|
Teldec 0630-19992-2/Vertrieb: east-west
Sándor Veress (1907-92), der ab 1949 im Schweizer Exil lebte
und am Berner Konservatorium u. a. Heinz Holliger in Komposition
unterrichtete, ist der wahrscheinlich bedeutendste ungarische Komponist
zwischen Bartók und Ligeti/Kurtág. Die sechs Csárdás
von 1938, jeweils ungefähr eine Minute lang, sind Studien zwischen
Folklore und barockisierendem Neoklassizismus, die im Kleinen viel
vorwegnehmen. Beide Hauptwerke dieser Zusammenstellung von Ersteinspielungen
sind Anfang der fünfziger Jahre entstanden: Die "Hommage
à Paul Klee" (sieben von Klee-Bildern inspirierte "Fantasien")

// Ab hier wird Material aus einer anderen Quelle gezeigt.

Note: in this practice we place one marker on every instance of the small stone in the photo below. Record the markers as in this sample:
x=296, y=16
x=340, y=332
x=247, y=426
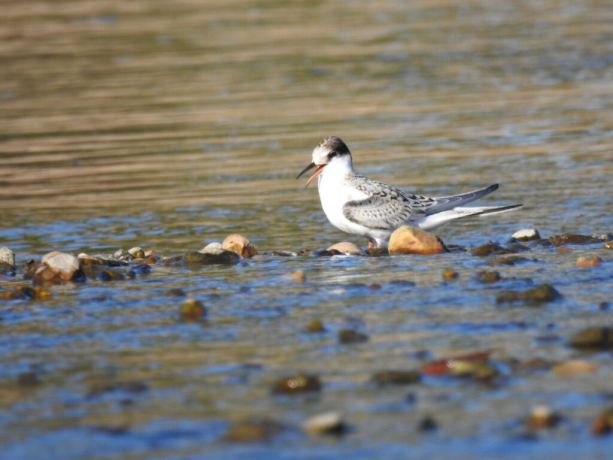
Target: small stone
x=542, y=417
x=137, y=253
x=427, y=424
x=532, y=297
x=527, y=234
x=7, y=256
x=328, y=423
x=450, y=275
x=65, y=266
x=396, y=378
x=297, y=384
x=488, y=277
x=315, y=326
x=561, y=240
x=240, y=245
x=192, y=310
x=253, y=431
x=212, y=257
x=574, y=367
x=28, y=378
x=211, y=246
x=377, y=252
x=346, y=248
x=589, y=262
x=297, y=277
x=412, y=240
x=593, y=338
x=488, y=249
x=123, y=256
x=603, y=423
x=347, y=336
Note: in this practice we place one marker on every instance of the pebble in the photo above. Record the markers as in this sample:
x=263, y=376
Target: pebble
x=7, y=256
x=192, y=310
x=536, y=296
x=297, y=384
x=240, y=245
x=450, y=275
x=542, y=417
x=561, y=240
x=412, y=240
x=527, y=234
x=589, y=262
x=603, y=423
x=593, y=338
x=315, y=326
x=396, y=378
x=488, y=277
x=253, y=431
x=328, y=423
x=574, y=367
x=211, y=257
x=350, y=336
x=489, y=249
x=137, y=253
x=346, y=248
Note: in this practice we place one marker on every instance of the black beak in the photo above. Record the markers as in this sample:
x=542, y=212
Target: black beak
x=311, y=166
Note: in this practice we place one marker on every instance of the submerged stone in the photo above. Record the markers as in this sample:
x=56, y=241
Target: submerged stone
x=593, y=338
x=297, y=384
x=214, y=256
x=532, y=297
x=253, y=431
x=7, y=256
x=487, y=277
x=589, y=262
x=192, y=310
x=328, y=423
x=561, y=240
x=408, y=239
x=489, y=249
x=396, y=378
x=240, y=245
x=526, y=234
x=347, y=336
x=542, y=417
x=347, y=249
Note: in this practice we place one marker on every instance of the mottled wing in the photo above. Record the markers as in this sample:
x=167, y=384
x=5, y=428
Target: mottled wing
x=385, y=207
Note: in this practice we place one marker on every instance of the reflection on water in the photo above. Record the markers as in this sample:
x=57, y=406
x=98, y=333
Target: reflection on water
x=172, y=124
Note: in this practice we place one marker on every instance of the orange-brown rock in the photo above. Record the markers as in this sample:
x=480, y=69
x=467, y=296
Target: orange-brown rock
x=347, y=248
x=589, y=262
x=412, y=240
x=240, y=245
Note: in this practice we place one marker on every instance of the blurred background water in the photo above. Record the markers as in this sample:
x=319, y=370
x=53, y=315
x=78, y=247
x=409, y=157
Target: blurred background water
x=168, y=125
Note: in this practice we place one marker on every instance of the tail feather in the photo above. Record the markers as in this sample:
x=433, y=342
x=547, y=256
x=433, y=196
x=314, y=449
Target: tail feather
x=445, y=203
x=436, y=220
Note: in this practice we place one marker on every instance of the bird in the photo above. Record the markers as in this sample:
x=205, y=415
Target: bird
x=361, y=206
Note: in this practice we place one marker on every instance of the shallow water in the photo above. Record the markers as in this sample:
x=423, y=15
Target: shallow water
x=171, y=125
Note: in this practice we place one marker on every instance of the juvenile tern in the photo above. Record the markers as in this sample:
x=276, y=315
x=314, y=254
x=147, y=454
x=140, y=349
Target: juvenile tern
x=358, y=205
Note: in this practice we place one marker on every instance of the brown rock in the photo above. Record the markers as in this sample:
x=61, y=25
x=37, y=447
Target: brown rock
x=192, y=310
x=542, y=417
x=240, y=245
x=589, y=262
x=297, y=384
x=65, y=266
x=347, y=249
x=561, y=240
x=450, y=275
x=574, y=367
x=412, y=240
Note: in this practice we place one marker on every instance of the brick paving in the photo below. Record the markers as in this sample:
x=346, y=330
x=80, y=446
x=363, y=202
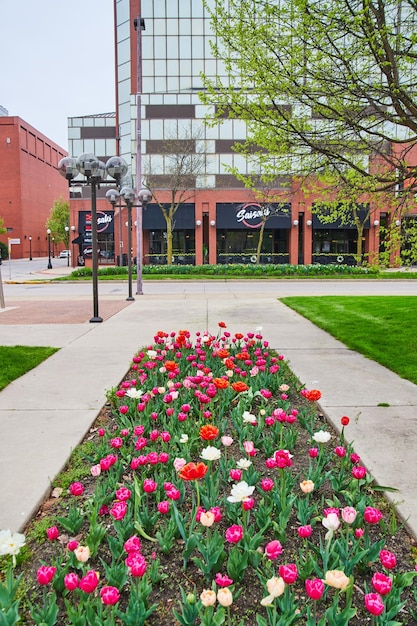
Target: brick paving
x=57, y=311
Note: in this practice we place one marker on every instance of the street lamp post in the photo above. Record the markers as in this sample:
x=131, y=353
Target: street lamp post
x=67, y=243
x=49, y=248
x=72, y=247
x=129, y=196
x=95, y=172
x=144, y=197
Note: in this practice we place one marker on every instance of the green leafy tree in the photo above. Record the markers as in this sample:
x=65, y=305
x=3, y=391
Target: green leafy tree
x=57, y=221
x=322, y=87
x=183, y=161
x=327, y=93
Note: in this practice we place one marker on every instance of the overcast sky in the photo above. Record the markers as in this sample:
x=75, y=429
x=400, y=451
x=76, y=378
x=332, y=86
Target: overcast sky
x=57, y=61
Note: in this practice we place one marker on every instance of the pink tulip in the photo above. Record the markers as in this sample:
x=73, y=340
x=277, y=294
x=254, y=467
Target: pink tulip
x=273, y=549
x=314, y=588
x=89, y=582
x=109, y=595
x=374, y=603
x=371, y=515
x=52, y=533
x=388, y=559
x=288, y=573
x=45, y=574
x=348, y=514
x=76, y=489
x=381, y=583
x=234, y=534
x=118, y=510
x=71, y=581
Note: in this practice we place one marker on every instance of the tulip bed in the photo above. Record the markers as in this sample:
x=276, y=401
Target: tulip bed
x=216, y=494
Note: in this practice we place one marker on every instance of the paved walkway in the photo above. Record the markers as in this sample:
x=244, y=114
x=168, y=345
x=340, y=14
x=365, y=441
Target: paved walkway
x=45, y=414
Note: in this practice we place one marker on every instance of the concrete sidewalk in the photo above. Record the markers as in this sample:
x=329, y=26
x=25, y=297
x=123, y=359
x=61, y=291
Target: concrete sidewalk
x=45, y=414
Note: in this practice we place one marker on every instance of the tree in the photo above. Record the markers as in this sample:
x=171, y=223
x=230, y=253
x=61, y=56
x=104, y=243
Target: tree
x=59, y=219
x=180, y=162
x=323, y=86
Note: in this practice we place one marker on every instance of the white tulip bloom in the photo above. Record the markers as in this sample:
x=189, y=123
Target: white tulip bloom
x=321, y=436
x=241, y=492
x=10, y=543
x=134, y=393
x=210, y=454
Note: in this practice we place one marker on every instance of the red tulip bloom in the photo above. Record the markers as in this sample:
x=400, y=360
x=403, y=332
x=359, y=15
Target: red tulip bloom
x=193, y=471
x=208, y=432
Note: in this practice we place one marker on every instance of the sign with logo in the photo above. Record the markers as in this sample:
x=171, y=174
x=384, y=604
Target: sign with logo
x=252, y=215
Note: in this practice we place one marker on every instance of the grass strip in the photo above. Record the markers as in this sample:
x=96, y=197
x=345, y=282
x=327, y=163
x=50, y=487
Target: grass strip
x=382, y=328
x=17, y=360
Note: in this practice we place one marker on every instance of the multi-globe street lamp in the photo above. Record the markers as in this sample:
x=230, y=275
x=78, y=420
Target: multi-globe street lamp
x=67, y=243
x=96, y=172
x=48, y=232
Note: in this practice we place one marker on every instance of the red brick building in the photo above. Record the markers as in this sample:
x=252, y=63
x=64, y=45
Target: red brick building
x=29, y=185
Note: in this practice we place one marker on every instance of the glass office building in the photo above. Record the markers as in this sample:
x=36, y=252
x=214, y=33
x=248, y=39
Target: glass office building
x=158, y=78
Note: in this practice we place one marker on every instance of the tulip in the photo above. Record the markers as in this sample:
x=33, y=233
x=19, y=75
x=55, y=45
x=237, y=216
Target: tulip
x=71, y=581
x=223, y=581
x=163, y=507
x=337, y=579
x=348, y=514
x=109, y=595
x=381, y=583
x=273, y=549
x=132, y=544
x=288, y=573
x=305, y=531
x=234, y=533
x=371, y=515
x=76, y=489
x=45, y=574
x=387, y=559
x=82, y=553
x=240, y=492
x=307, y=486
x=208, y=597
x=374, y=603
x=52, y=533
x=89, y=582
x=224, y=596
x=314, y=588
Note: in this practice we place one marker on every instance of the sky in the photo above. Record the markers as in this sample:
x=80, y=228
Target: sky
x=57, y=61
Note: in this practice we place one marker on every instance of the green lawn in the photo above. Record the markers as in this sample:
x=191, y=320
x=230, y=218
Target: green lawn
x=17, y=360
x=383, y=328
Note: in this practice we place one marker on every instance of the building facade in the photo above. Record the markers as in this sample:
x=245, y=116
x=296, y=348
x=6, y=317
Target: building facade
x=29, y=185
x=158, y=77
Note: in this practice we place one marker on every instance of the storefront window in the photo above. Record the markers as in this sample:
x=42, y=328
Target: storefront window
x=183, y=246
x=334, y=246
x=240, y=246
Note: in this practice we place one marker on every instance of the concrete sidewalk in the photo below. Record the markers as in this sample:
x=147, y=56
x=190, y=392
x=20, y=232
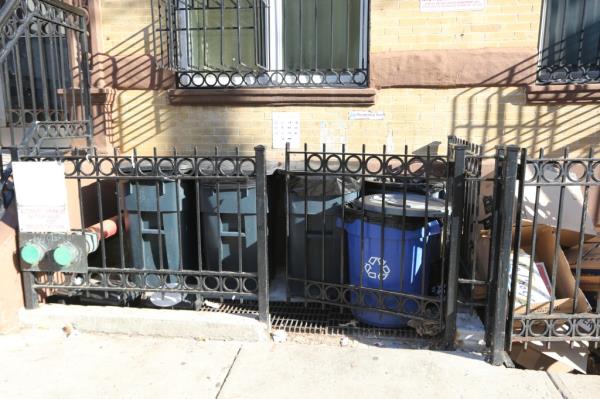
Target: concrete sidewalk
x=45, y=363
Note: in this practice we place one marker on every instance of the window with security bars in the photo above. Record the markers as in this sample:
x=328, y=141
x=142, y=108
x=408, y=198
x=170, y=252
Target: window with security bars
x=264, y=43
x=569, y=42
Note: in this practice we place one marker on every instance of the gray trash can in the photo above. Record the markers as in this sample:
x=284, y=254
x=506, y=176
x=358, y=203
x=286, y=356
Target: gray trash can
x=151, y=223
x=315, y=234
x=223, y=232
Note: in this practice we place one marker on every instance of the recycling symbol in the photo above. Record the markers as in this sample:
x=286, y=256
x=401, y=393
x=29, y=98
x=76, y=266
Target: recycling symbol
x=375, y=266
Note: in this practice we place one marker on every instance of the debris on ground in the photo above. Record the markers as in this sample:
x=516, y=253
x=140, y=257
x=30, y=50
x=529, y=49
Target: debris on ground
x=212, y=305
x=425, y=328
x=344, y=341
x=279, y=336
x=351, y=323
x=70, y=330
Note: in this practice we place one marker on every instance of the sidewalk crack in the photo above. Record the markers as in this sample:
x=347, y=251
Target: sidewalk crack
x=228, y=372
x=559, y=385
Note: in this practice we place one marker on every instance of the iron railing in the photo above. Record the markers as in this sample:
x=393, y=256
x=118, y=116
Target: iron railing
x=175, y=229
x=553, y=224
x=263, y=43
x=354, y=243
x=45, y=89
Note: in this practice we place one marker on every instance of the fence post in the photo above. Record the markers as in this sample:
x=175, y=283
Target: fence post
x=261, y=227
x=505, y=222
x=85, y=83
x=457, y=178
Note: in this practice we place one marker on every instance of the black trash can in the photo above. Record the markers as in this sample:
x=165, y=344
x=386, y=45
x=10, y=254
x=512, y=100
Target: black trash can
x=152, y=211
x=229, y=230
x=315, y=235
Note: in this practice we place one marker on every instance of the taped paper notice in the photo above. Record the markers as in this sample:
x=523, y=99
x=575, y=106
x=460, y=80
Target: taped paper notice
x=452, y=5
x=41, y=197
x=286, y=129
x=366, y=115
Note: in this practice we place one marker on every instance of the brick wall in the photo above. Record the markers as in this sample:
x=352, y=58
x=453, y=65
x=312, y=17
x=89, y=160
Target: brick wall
x=415, y=117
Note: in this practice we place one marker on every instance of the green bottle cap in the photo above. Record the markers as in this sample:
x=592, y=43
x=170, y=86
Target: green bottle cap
x=65, y=254
x=32, y=253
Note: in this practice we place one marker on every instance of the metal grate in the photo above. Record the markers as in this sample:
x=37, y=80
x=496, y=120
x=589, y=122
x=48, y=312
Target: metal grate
x=313, y=318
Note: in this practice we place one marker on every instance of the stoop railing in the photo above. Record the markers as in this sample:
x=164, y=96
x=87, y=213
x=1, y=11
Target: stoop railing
x=45, y=86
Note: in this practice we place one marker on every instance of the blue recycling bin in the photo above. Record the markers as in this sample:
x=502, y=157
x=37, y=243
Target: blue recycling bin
x=400, y=268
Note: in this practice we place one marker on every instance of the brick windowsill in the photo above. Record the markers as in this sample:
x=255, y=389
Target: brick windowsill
x=273, y=97
x=563, y=94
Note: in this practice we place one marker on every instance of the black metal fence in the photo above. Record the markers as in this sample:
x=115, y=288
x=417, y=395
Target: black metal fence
x=44, y=89
x=171, y=229
x=372, y=232
x=555, y=238
x=532, y=247
x=397, y=240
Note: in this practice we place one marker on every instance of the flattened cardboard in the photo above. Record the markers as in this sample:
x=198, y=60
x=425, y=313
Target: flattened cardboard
x=590, y=261
x=561, y=358
x=544, y=252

1951 und das Konzert 1952 im Auftrag Paul Sachers für das Basler
Kammerorchester. Veress ist ein klassischer Tonbaumeister. Die brillant
geschliffene Detailarbeit steht im Dienste der ausgewogenen Gesamtform,
welche das oberste Kriterium darstellt. Die existentiellen, angstbesetzt
suggestiven Dimensionen Béla Bartóks sucht man hier
vergebens, obwohl in vielen Sprachwendungen und Gesten der Einfluß
des großen Landsmanns unverkennbar ist. Bei Veress fusionieren
die musikantischen ungarischen Elemente mit frei behandelter, spröder
Zwölftontechnik und an Johann Sebastian Bach anknüpfender
spielerischer Objektivität zu einer Tonsprache für Gourmets
der klassischen Moderne.
Sehr originell sind einige der Paul Klee-Klangbilder, darunter rasant und rhythmisch
lebendig Wirbelndes wie "Feuerwind" und "Kleiner
Blauteufel", perkussiv Skurriles wie die "Steinsammlung"
oder Balladeskes wie "Alter Klang". "Unten und oben"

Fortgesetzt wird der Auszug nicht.